SentimentSeer-LSTM is a repository featuring a sentiment analysis project that leverages Long Short-Term Memory (LSTM) networks. This notebook demonstrates the entire workflow of preparing text data, building an LSTM-based sentiment classification model, training it, and evaluating its performance.
- Overview
- Getting Started
- Data Preparation
- Model Architecture
- Training the Model
- Model Evaluation
- Usage
- Contributing
- License
SentimentSeer-LSTM provides a comprehensive implementation of sentiment analysis using LSTM networks. The primary components of this project include:
- Data Preparation: Includes downloading and preprocessing text data.
- Model Architecture: Describes the LSTM network used for sentiment classification.
- Training: Outlines the process of training the LSTM model on the preprocessed data.
- Evaluation: Details how to evaluate the model’s performance on test data.

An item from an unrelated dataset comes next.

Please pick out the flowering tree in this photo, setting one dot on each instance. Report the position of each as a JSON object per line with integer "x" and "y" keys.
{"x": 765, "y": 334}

- Inference: Shows how to use the trained model for making predictions on new text data.
To run the notebook, ensure that you have the following dependencies installed:
- Python (>= 3.6)
- PyTorch (>= 1.0)
- NumPy
- Collections
- String
Install the required Python packages using pip:
pip install numpy torch
The dataset used consists of movie reviews and their associated sentiment labels. Data is first downloaded and then preprocessed, which includes:
- Reading Text Files: The reviews and labels are loaded from text files.
- Text Normalization: Converting all text to lowercase and removing punctuation.

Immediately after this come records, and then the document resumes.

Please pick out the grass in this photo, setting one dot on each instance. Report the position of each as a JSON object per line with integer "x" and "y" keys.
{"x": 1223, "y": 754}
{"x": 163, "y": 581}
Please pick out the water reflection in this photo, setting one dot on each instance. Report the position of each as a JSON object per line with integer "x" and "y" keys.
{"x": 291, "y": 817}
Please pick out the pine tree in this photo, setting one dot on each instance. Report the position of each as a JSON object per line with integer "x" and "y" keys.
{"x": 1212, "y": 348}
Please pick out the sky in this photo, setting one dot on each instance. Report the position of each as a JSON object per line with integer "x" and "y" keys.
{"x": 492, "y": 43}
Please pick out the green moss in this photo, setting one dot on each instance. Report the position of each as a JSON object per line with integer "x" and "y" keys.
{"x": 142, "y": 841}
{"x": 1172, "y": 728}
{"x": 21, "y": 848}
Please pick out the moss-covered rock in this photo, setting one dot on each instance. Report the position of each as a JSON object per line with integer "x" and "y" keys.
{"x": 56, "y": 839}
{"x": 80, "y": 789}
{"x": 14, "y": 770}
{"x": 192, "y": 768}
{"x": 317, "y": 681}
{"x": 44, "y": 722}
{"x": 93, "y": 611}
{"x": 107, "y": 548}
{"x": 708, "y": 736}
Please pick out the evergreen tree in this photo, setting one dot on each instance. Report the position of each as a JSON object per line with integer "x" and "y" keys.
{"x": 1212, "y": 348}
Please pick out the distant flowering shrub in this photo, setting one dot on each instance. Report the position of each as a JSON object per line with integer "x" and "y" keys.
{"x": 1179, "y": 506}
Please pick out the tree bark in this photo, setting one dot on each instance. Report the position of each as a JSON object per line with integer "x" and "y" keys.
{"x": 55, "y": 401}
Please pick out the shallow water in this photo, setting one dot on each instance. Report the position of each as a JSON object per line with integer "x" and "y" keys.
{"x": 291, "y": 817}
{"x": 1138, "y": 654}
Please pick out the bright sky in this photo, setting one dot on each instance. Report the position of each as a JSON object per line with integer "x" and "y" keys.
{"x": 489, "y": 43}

- Tokenization: Splitting text into words and converting words to integer tokens.
- Padding: Ensuring that all sequences are of uniform length for model input.

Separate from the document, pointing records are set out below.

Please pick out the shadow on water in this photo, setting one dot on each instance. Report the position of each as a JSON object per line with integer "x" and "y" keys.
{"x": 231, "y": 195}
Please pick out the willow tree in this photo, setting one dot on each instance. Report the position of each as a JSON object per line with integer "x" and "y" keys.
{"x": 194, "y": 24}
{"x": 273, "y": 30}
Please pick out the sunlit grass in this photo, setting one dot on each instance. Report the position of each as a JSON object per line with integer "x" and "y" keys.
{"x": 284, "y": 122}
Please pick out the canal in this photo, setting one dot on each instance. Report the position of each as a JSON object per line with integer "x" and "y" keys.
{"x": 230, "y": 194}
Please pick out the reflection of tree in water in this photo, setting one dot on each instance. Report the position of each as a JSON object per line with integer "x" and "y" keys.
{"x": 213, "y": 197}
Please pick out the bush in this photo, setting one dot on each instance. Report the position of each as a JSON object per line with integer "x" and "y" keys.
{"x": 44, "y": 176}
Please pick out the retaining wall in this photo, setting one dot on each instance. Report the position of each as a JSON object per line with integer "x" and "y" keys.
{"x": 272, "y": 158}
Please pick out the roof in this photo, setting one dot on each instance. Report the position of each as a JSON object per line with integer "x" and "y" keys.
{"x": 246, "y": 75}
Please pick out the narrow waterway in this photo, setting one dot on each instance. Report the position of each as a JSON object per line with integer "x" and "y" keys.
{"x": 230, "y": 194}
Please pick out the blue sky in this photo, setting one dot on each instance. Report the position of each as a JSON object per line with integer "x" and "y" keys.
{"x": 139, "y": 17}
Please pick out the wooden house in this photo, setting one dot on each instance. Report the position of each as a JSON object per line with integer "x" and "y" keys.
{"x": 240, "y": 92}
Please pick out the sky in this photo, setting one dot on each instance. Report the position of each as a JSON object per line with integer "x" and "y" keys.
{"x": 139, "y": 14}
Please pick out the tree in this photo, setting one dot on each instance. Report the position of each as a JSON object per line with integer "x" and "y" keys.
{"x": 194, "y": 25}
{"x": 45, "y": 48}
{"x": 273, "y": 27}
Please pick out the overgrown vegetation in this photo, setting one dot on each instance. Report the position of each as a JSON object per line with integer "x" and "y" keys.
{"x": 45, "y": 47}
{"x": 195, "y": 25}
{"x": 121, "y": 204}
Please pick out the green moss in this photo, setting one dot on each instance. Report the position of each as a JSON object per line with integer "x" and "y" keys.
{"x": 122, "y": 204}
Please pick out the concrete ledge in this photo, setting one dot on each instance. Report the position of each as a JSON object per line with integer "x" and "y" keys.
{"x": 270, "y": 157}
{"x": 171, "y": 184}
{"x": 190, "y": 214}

The sentiment analysis model is built using Long Short-Term Memory (LSTM) networks. The model architecture consists of:
- Embedding Layer: Transforms word indices into dense vectors of fixed size.
- LSTM Layer: Processes the sequences to capture temporal dependencies.
- Dropout Layer: Regularizes the model to prevent overfitting.
- Fully Connected Layer: Maps LSTM outputs to sentiment classes.
- Sigmoid Activation: Produces the final probability of the review being positive.
The model is trained using the following steps:
- Data Loading: Data is split into training, validation, and test sets. Dataloaders are used to handle batching and shuffling of the training data.
- Loss Function: Binary Cross Entropy Loss is used to measure the error in predictions.
- Optimizer: Adam optimizer is used for updating the model’s parameters.
- Epochs: The model is trained over a set number of epochs, with validation loss being monitored to prevent overfitting.
- You can find trained model on HuggingFace - https://huggingface.co/joe-xhedi/SentimentSeer_LSTM/blob/main/sentiment_analysis_model.pth
After training, the model is evaluated on a separate test set to determine its performance. Key metrics include:
- Test Loss: Average loss on the test data => 0.477
- Test Accuracy: Proportion of correctly classified reviews. => 0.803 (trained for 4 epochs)
The evaluation helps in understanding how well the model generalizes to unseen data.
To use the trained model for predicting the sentiment of new reviews:
- Tokenize and Pad Review: Convert the review into tokenized integers and pad it to the required sequence length.
- Predict: Pass the processed review through the model to get the sentiment prediction.
Examples of how to use the model for prediction are provided in the notebook.
Contributions are welcome! Please fork the repository and submit a pull request with your changes. Ensure that your code adheres to the existing style and includes relevant tests.
This project is licensed under the MIT License - see the LICENSE file for details.